‘We are the voice, we are the youth and we are the power’: Dublin students unleash rallying cry against the Government’s climate change inaction
On a regular day, in a significantly more regular era, the phrase “school’s out” would result in elation from students (and some teachers). Ever since the now-legendary Greta Thunberg sparked the global youth strikes, the phrase has a more sombre note attached to it.
The climate strike in Dublin marks the fourth global student strike, and yet the Irish Government has made little progress to show for it. Arguably we are regressing, if we take the frustrating Shannon LNG result into account. Fine Gael’s decision to go ahead with the importation of fracked gas to the Shannon Estuary from the US has led to widespread protests and criticism from activists, experts and celebrities.
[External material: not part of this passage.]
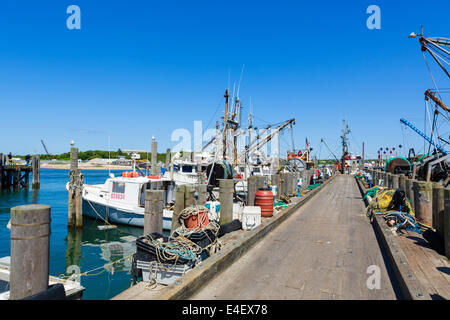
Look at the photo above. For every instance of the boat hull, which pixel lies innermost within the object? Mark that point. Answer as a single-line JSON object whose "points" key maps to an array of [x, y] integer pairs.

Ireland’s reputation is increasingly diminishing in the eyes of the world, with consistent failure to reach carbon emission targets, an agricultural and dairy industry pleading for transformation and an abysmal transport system. With this in mind, the school strikes are far more important than we could ever realise. The youth of today will be the ones facing the dire consequences of climate change head on.
After being moved from the front of Dáil Éireann fairly soon into the protest, the large group of students were pushed down the road for the rake of speeches. Chants of “What do we want? Climate action! When do we want it? Now!” rang out with an impressive volume, with a positive atmosphere noted at the event despite the worrying ecological situation.
The students used their creative skills to make some of the best posters yet, with Leo Varadkar facing many of the jibes after his woeful remarks on the “benefits” of climate change. Multiple speakers stood on the steps of William Plunket’s Kildare Street statue, inspiring the growing crowd throughout.
A list of their demands was read out by a member of Fridays for Future Dublin, with a ban on imported fracking top of the list:
“We want the Government to realise that their inaction on climate change isn’t going unnoticed. We see the lip service and photo opportunities,” said speaker Amy Cody.
“A pressing issue currently is Shannon LNG. We will be affecting Pennsylvania’s community by ruining their biodiversity, their water and their air pollution. Why should we exploit somewhere else when we are ruining our own country.”
Other demands from the Schools Climate Action include; keeping fossil fuels in the ground, reforming the primary and post-primary education systems to address the need for ecological literacy, implementing every recommendation of the Citizens’ Assembly on Climate Change, making transitioning to a CO2-neutral Ireland socially fair, enforcing stronger regulations on the corporations causing the climate crisis and implementing a Green New Deal.
16-year-old Conor Slattery spoke of the need to hold CEOs and politicians accountable:
“We know now that we all need to change our behaviour if we want to avoid the climate catastrophe. However, all the household recycling in the world will barely make a dent in the climate change that is underway. Much greater responsibility lies squarely on the shoulders of large institutions such as national Government and global corporations, who can make a huge impact.”
“There are clear, well-researched and proactive steps that could already have been taken by CEOs or politicians, but to maintain tax revenues and additional opportunities for profit, they have stayed quiet, avoided the high road of ethical leadership and – to their shame – done almost nothing,” the teenager added.
“We are knowledgeable, and watching carefully. What should come first, profit or the planet? They know in their hearts what is right. Greed and fear of loss of power and money is making them cling to outdated and dangerous practices and technologies.”
Slattery referenced the work of Naomi Klein as he spoke about the need for ethics and morality when attempting to achieve climate justice and a Green New Deal.
Friday’s strike also saw mobilizations in Cork, Ennis, Limerick and Letterkenny. Climate Action Network Europe recently highlighted that Ireland must do more for the earth within the next month, with the country well off-track in meeting its 2020 and 2030 targets according to EPA data. Ireland’s energy efficiency and renewable energy are especially poor areas.
Swedish instigator of the original strike Greta Thunberg is expected to arrive at the annual UN Climate Conference in Madrid on Tuesday, December 2nd, after delays occurred while sailing the Atlantic seas. The Fridays for Future movement is showing no signs of slowing down anytime soon, and neither is their 16-year-old inspiration.
The anger, fear and anxiety was palpable from the young speakers, who clearly have an advanced level of knowledge around the area of environmental science and politics.
One highlight from the Dublin strike was an emotional spoken word poem, read by 17-year-old Lucy Holmes:
“We too, were born to the sea, to the flowers, to the field, to the water, to the trees. In this fight, we were never alone. We are waging a war with the place we call home,” she shouts.
“I will no longer stand by watching this carnage, this mass genocide. I will shout at the men in black suits, who burnt down my future, who sell out my youth. You are watching the dawn of a brand new age, a future filled with peace, love and rage.”